Paulo Victor Chagas – Repórter da Agência Brasil 

Ao sancionar ontem (9) a lei que reserva aos negros 20% das vagas de concursos públicos federais do Poder Executivo, a presidenta Dilma Rousseff disse esperar que a medida sirva de exemplo para a adoção de normas similares nos demais Poderes, entes federados e na iniciativa privada.
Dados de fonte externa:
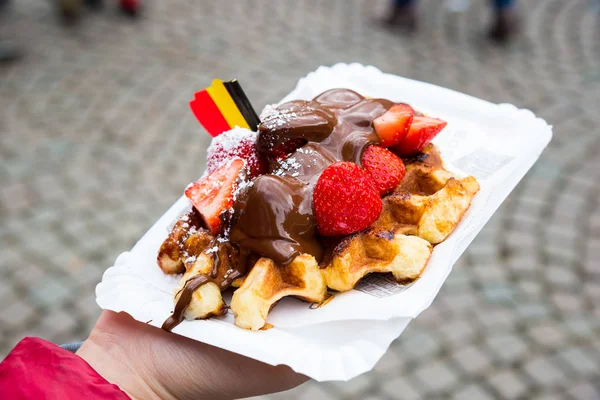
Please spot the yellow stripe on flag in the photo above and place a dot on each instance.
(226, 105)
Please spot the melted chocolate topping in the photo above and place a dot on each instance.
(274, 215)
(226, 256)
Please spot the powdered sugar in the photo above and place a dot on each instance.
(288, 166)
(240, 143)
(227, 145)
(268, 110)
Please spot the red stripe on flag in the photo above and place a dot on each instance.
(208, 114)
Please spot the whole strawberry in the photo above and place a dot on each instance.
(236, 143)
(345, 200)
(385, 168)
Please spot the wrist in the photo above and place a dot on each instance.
(111, 352)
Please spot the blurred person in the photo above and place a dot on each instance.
(9, 51)
(124, 358)
(504, 25)
(72, 9)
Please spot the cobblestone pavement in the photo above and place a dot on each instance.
(96, 141)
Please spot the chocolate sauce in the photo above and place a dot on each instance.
(274, 215)
(226, 255)
(274, 219)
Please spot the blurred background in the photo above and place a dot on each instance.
(97, 140)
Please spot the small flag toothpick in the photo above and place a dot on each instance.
(222, 106)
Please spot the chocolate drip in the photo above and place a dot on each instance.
(274, 219)
(226, 254)
(274, 216)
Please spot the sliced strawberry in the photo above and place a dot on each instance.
(421, 133)
(345, 200)
(213, 194)
(236, 143)
(385, 168)
(393, 125)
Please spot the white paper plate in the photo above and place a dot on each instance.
(497, 144)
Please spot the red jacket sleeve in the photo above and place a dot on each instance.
(37, 369)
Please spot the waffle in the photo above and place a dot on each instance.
(421, 212)
(267, 283)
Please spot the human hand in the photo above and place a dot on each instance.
(149, 363)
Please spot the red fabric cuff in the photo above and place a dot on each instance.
(37, 369)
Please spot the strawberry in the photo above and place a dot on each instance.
(236, 143)
(393, 125)
(385, 168)
(213, 194)
(421, 133)
(345, 200)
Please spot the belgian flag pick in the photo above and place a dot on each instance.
(222, 106)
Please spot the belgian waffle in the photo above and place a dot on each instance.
(421, 212)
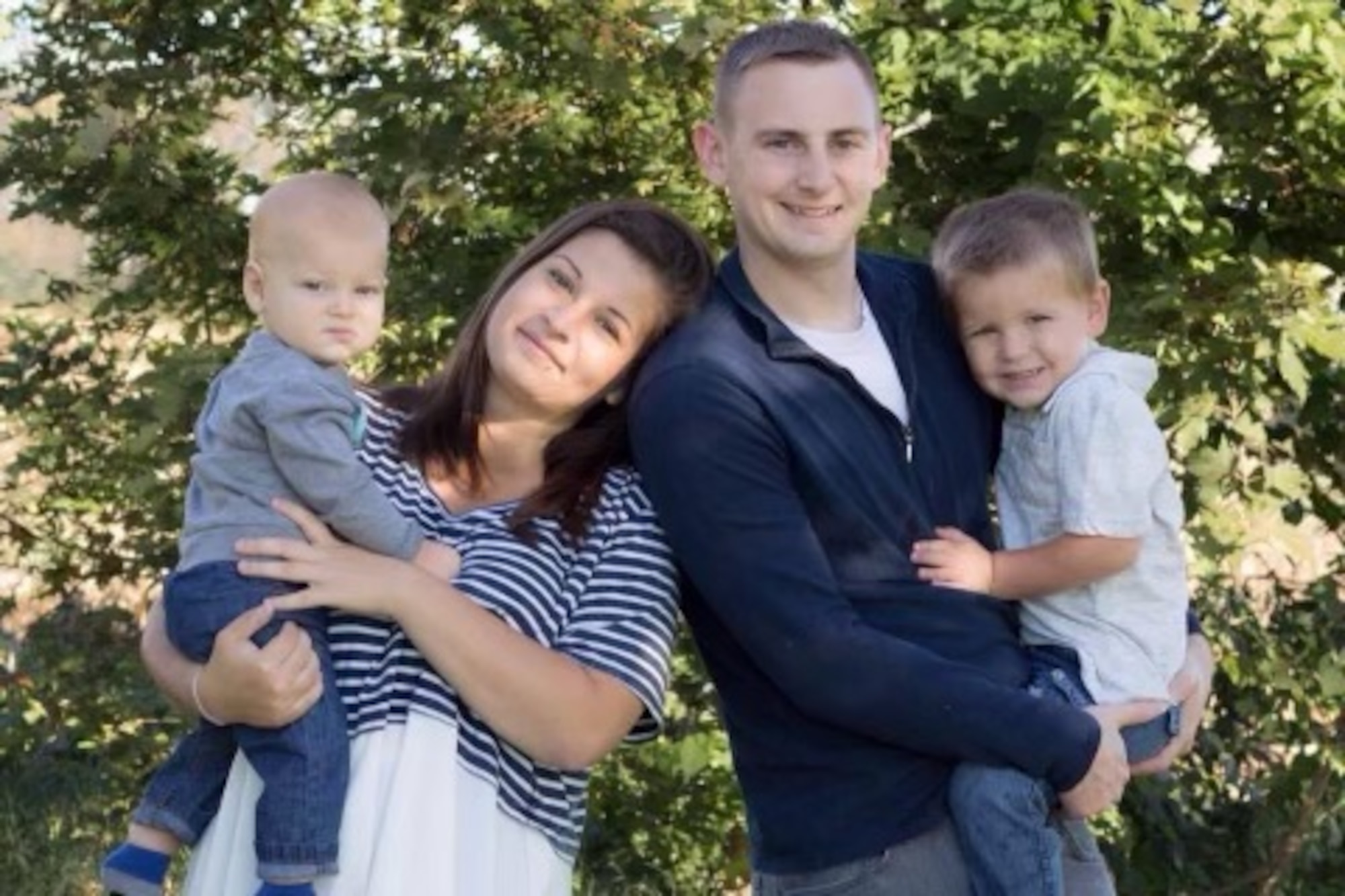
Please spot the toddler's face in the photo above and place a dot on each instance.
(319, 288)
(1027, 329)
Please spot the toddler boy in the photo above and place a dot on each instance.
(1090, 513)
(282, 420)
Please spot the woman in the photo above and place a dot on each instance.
(477, 706)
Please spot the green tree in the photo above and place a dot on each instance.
(1210, 139)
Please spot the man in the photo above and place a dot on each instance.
(797, 438)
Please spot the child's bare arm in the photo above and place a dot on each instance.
(1063, 563)
(957, 560)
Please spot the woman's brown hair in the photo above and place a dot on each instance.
(446, 412)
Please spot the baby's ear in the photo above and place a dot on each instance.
(254, 292)
(1100, 307)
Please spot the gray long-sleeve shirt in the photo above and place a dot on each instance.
(278, 424)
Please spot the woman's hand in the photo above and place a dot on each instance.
(337, 575)
(243, 684)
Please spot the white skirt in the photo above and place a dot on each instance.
(416, 823)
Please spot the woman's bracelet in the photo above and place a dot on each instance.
(196, 698)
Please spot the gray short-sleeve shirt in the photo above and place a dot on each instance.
(1093, 462)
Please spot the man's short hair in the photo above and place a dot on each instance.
(790, 41)
(1012, 231)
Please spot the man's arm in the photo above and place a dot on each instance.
(724, 491)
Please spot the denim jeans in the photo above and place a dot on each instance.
(1005, 818)
(927, 865)
(305, 764)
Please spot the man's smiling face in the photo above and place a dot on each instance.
(801, 153)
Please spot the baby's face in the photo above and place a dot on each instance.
(1027, 329)
(321, 288)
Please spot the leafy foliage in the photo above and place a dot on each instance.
(1208, 135)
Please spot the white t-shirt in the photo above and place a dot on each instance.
(867, 357)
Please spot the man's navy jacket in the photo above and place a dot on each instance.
(792, 498)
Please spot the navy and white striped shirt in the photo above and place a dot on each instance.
(609, 602)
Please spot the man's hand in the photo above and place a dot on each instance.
(1106, 779)
(954, 560)
(1191, 688)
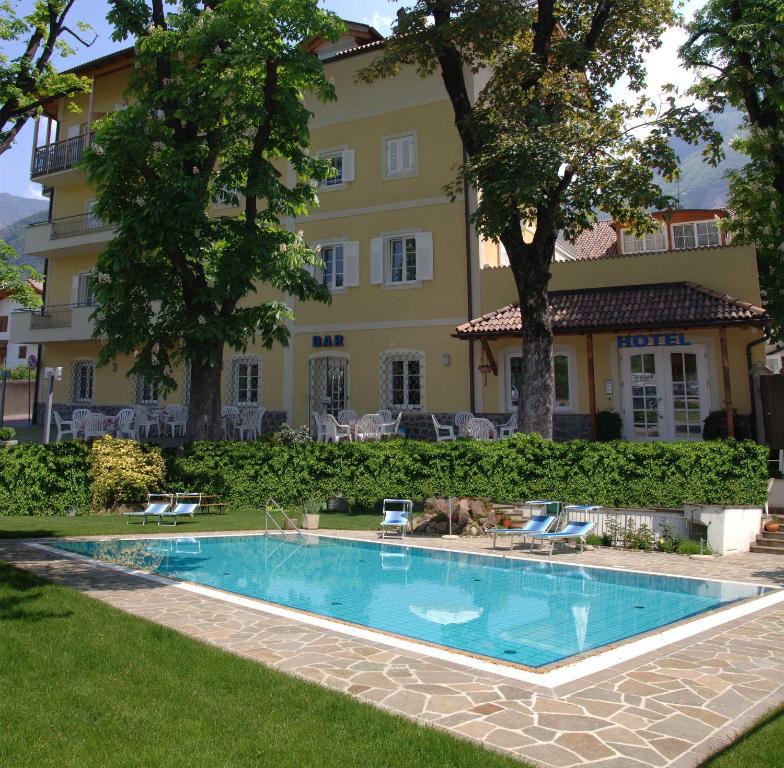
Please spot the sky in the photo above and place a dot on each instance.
(663, 67)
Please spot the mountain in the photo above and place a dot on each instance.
(13, 208)
(701, 185)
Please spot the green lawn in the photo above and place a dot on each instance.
(234, 520)
(82, 684)
(761, 747)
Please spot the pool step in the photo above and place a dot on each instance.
(769, 543)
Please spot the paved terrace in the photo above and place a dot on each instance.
(672, 707)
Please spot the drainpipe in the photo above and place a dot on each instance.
(470, 295)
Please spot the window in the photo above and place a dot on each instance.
(82, 289)
(401, 262)
(333, 265)
(146, 391)
(400, 156)
(401, 380)
(653, 241)
(245, 381)
(700, 234)
(563, 379)
(82, 381)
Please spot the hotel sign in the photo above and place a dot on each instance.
(652, 340)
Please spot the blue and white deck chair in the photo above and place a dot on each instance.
(574, 532)
(397, 514)
(157, 504)
(181, 510)
(537, 524)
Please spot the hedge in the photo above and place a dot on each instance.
(50, 480)
(614, 474)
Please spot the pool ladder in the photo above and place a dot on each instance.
(290, 526)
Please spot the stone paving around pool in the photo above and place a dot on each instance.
(673, 707)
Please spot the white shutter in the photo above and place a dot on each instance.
(348, 165)
(424, 241)
(393, 157)
(75, 289)
(351, 264)
(377, 261)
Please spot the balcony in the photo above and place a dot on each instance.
(57, 322)
(84, 232)
(60, 156)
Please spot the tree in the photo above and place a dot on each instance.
(544, 141)
(216, 113)
(29, 80)
(737, 46)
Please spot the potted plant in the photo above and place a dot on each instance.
(310, 514)
(7, 435)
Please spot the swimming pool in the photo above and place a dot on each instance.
(509, 609)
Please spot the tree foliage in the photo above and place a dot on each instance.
(216, 115)
(28, 79)
(738, 48)
(545, 140)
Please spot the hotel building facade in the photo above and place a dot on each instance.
(661, 329)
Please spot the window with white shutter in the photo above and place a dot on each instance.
(400, 156)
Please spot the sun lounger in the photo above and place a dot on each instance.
(537, 524)
(574, 532)
(154, 509)
(181, 510)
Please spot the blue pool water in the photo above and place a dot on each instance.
(527, 612)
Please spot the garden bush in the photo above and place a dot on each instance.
(124, 472)
(44, 479)
(613, 474)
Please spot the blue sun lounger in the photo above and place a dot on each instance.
(537, 524)
(154, 509)
(574, 532)
(181, 510)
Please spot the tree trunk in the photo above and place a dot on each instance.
(204, 421)
(531, 268)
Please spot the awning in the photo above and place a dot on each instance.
(628, 307)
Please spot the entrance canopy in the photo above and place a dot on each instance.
(648, 306)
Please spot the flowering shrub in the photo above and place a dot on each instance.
(123, 471)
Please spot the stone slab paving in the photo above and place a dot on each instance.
(671, 708)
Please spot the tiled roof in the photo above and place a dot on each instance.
(599, 242)
(654, 305)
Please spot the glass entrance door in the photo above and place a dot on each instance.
(665, 393)
(328, 385)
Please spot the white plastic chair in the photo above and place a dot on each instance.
(369, 427)
(125, 423)
(77, 419)
(230, 415)
(508, 429)
(389, 427)
(176, 419)
(94, 425)
(143, 422)
(347, 417)
(444, 432)
(461, 420)
(334, 432)
(63, 427)
(481, 429)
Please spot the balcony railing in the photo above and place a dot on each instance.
(52, 316)
(71, 226)
(61, 155)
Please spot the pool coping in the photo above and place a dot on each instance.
(556, 675)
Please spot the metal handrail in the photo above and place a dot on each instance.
(269, 517)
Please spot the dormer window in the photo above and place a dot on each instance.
(653, 241)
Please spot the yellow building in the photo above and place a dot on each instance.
(420, 320)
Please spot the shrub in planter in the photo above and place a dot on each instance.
(123, 472)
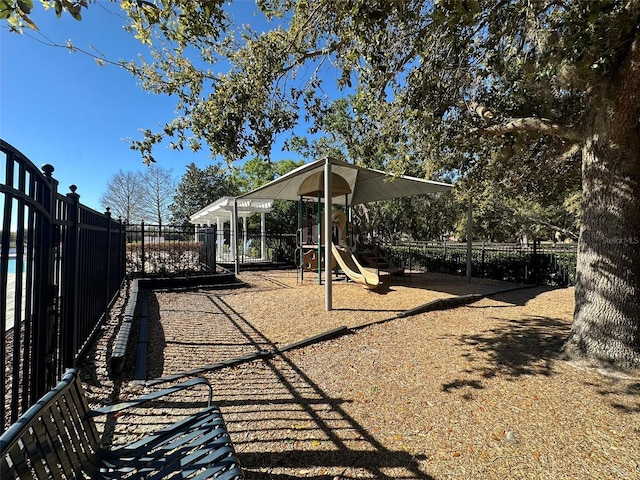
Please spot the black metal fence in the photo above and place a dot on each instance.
(541, 263)
(170, 249)
(61, 264)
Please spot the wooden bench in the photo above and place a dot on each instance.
(57, 438)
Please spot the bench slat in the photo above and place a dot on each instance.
(57, 439)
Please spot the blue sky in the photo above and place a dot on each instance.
(64, 109)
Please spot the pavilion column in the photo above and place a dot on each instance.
(263, 236)
(469, 239)
(244, 234)
(234, 236)
(220, 235)
(327, 236)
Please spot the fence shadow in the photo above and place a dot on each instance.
(283, 424)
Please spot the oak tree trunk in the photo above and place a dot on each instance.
(606, 322)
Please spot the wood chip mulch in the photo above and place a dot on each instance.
(474, 392)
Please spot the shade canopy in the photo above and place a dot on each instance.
(365, 184)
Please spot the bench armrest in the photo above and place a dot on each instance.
(151, 396)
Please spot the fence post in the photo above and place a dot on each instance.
(142, 244)
(44, 321)
(122, 252)
(108, 275)
(69, 327)
(536, 262)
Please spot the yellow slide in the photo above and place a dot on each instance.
(353, 269)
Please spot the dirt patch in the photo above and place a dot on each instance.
(477, 391)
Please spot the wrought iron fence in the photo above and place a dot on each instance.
(61, 264)
(542, 263)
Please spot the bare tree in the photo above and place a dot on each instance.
(124, 196)
(159, 187)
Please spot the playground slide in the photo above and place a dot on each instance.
(353, 269)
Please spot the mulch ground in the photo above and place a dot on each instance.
(474, 392)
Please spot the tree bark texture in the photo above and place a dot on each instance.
(606, 323)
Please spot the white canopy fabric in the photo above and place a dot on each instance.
(222, 209)
(367, 185)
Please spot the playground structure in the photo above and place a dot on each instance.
(357, 184)
(312, 237)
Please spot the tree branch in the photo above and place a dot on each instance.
(532, 124)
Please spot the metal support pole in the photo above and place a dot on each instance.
(327, 237)
(234, 236)
(469, 239)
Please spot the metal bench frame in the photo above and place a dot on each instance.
(57, 438)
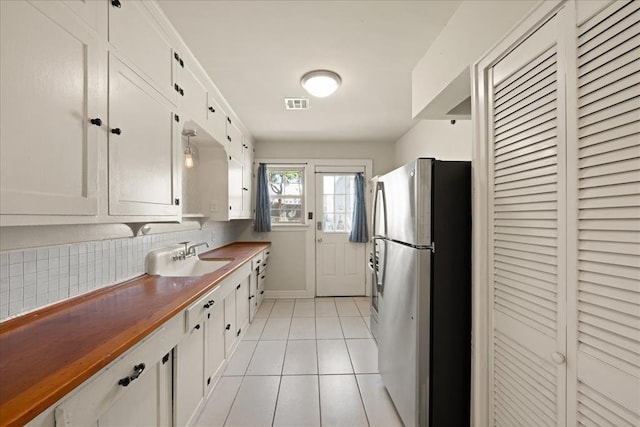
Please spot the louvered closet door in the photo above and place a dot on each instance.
(607, 370)
(526, 259)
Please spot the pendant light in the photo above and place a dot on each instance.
(188, 153)
(321, 83)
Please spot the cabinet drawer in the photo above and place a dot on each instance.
(196, 311)
(257, 260)
(137, 371)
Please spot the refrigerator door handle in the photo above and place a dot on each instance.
(379, 192)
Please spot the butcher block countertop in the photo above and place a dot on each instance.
(46, 354)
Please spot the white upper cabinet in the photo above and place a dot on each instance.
(138, 39)
(142, 147)
(193, 95)
(216, 120)
(234, 140)
(49, 92)
(247, 179)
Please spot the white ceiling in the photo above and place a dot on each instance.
(256, 52)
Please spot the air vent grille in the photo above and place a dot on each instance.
(296, 103)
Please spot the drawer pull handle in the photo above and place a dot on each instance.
(137, 370)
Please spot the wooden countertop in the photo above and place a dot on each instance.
(45, 354)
“Esta é a segunda lei que eu tenho a honra de promulgar com ações afirmativas, para fechar um fosso secular de direitos e oportunidades engendrados pela escravidão e continuados pelo racismo, ainda existente entre negros e brancos em nosso país”, disse, em referência à Lei de Cotas para as universidades federais.

A lei, originada em um projeto do Executivo enviado por Dilma em novembro do ano passado, foi aprovada pelo Senado no último dia 20. Além da administração pública federal, a nova lei se aplica a autarquias, fundações e empresas públicas, além de sociedades de economia mista. A norma começa a valer hoje (10), após publicação no Diário Oficial da União, e vai vigorar, inicialmente, por dez anos.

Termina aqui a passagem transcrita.